Jack Daniel on building community and historical context in InfoSec
The O'Reilly Security Podcast: The role of community, the proliferation of BSides and other InfoSec community events, and celebrating our heroes and heroines.
In this episode of the Security Podcast, I talk with Jack Daniel, co-founder of Security Bsides. We discuss how each of us (and the industry as a whole) benefits from community building, the importance of historical context, and the inimitable Becky Bace.
Here are some highlights:
The indispensable role and benefit of community building
As I grew in my career, I learned things that I shared. I felt that if you’re going to teach me, then as soon as I know something new, I’ll teach you. I began to realize that the more I share with people, the more they’re willing to share with me. This exchange of information built trust and confidence. When you build that trust, people are more likely to share information beyond what they may feel comfortable saying in a public forum and that may help you solve problems in your own environment. I realized these opportunities to connect and share information were tremendously beneficial not only to me, but to everyone participating. They build professional and personal relationships, which I’ve become addicted to. It’s a fantastic resource to be part of a community, and the more effort you put into it, the more you get back. Security is such an amazing community. We’re facing incredible challenges. We need to share ideas if we’re going to pull it off.

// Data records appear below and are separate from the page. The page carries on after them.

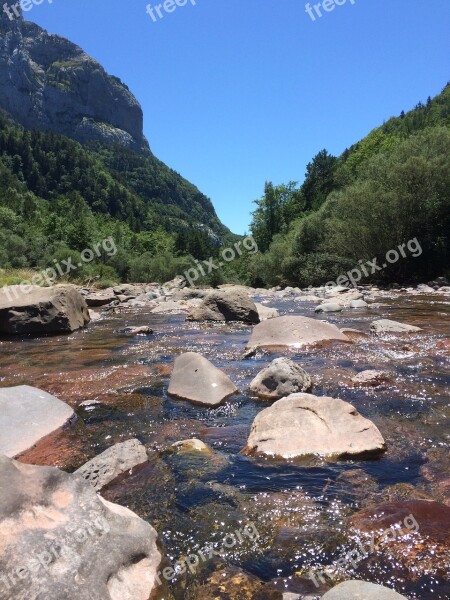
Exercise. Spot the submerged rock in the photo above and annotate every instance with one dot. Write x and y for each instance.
(362, 590)
(60, 539)
(113, 462)
(387, 326)
(27, 415)
(197, 380)
(304, 424)
(281, 378)
(293, 331)
(36, 310)
(227, 305)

Extolling InfoSec history with the Shoulders of InfoSec
I realized a few years ago that despite the fact I was friends with a lot of trailblazers in the security space, I didn’t have much perspective on the history of InfoSec or hacking. I recognized that I have friends like Gene Spafford and the late Becky Bace who have seen or participated in the foundation of our industry and know many of the stories of our community. I decided to do a presentation a few years ago at DerbyCon that introduced the early contributors and pioneers who made our industry what it is today and built the early foundation for our practices. I quickly realized that cataloging this history wasn’t a single presentation, but a larger undertaking. This is why I created the Shoulders of InfoSec program, which shines a light on the contributions of those whose shoulders we stand on.

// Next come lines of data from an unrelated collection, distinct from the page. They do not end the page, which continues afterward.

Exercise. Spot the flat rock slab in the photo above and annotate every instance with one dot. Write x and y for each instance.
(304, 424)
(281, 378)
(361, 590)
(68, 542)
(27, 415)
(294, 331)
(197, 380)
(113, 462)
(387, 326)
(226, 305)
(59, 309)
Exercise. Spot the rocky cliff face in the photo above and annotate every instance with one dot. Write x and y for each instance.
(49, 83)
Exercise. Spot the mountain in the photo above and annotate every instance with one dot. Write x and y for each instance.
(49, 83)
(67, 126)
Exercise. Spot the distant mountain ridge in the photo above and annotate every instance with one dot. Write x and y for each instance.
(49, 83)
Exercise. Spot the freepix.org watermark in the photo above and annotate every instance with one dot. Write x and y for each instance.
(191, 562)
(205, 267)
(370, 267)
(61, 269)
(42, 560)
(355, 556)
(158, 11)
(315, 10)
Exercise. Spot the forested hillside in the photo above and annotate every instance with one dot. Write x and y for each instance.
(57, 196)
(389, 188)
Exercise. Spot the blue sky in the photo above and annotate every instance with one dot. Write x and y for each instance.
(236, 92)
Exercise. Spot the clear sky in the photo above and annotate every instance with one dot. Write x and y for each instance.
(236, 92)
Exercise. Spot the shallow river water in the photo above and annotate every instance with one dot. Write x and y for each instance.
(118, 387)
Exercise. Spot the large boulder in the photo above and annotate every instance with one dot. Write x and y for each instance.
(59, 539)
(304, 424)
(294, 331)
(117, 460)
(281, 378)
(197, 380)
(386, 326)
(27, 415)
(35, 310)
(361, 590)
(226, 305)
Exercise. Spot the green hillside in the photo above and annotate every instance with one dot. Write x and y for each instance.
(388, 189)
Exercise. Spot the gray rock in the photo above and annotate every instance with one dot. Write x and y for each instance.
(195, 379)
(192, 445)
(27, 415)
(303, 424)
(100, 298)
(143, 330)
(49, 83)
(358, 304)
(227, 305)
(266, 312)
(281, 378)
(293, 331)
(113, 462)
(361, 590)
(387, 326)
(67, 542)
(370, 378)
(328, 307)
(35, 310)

The idea is to make it easy to find a quick history of information security and, to a lesser extent, the hacker culture. As Newton actually paraphrased, if he has seen farther, it’s by standing on the shoulders of giants, and we all stand on the shoulders of giants.
The inimitable Becky Bace
Becky was known as the den mother of IDS, for her work fostering and supporting intrusion detection and network behavior analysis. But even beyond her amazing technical expertise and contributions, Becky gave the best hugs in the world. She was just an amazingly warm, friendly, and welcoming person. One of the things that always struck me about Becky is the number of people she mentored through the years, and the number of people whose careers got a start or a boost because of Becky. She was just pure awesome. She would go out of her way to help people, and the more they needed help, the more likely she would be to find them and help them.

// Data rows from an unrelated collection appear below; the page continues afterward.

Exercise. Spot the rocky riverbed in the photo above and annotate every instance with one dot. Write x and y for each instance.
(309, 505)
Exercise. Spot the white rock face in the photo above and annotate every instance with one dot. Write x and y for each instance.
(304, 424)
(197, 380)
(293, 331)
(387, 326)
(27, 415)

She came from southern Alabama, and when she came north to the D.C. area, her dad said, ‘You can go up north and get a job and marry a Yankee, but when you’re done doing that, I want you to come home because, remember, we need help down here.’ For those who don’t know, when she left her consulting practice, she went to the University of South Alabama—not even University of Alabama, but the University of South Alabama—and set up a cyber security program. She was bringing cyber security education to people who otherwise wouldn’t get it and she built a fantastic program. She did it because she promised her dad she would.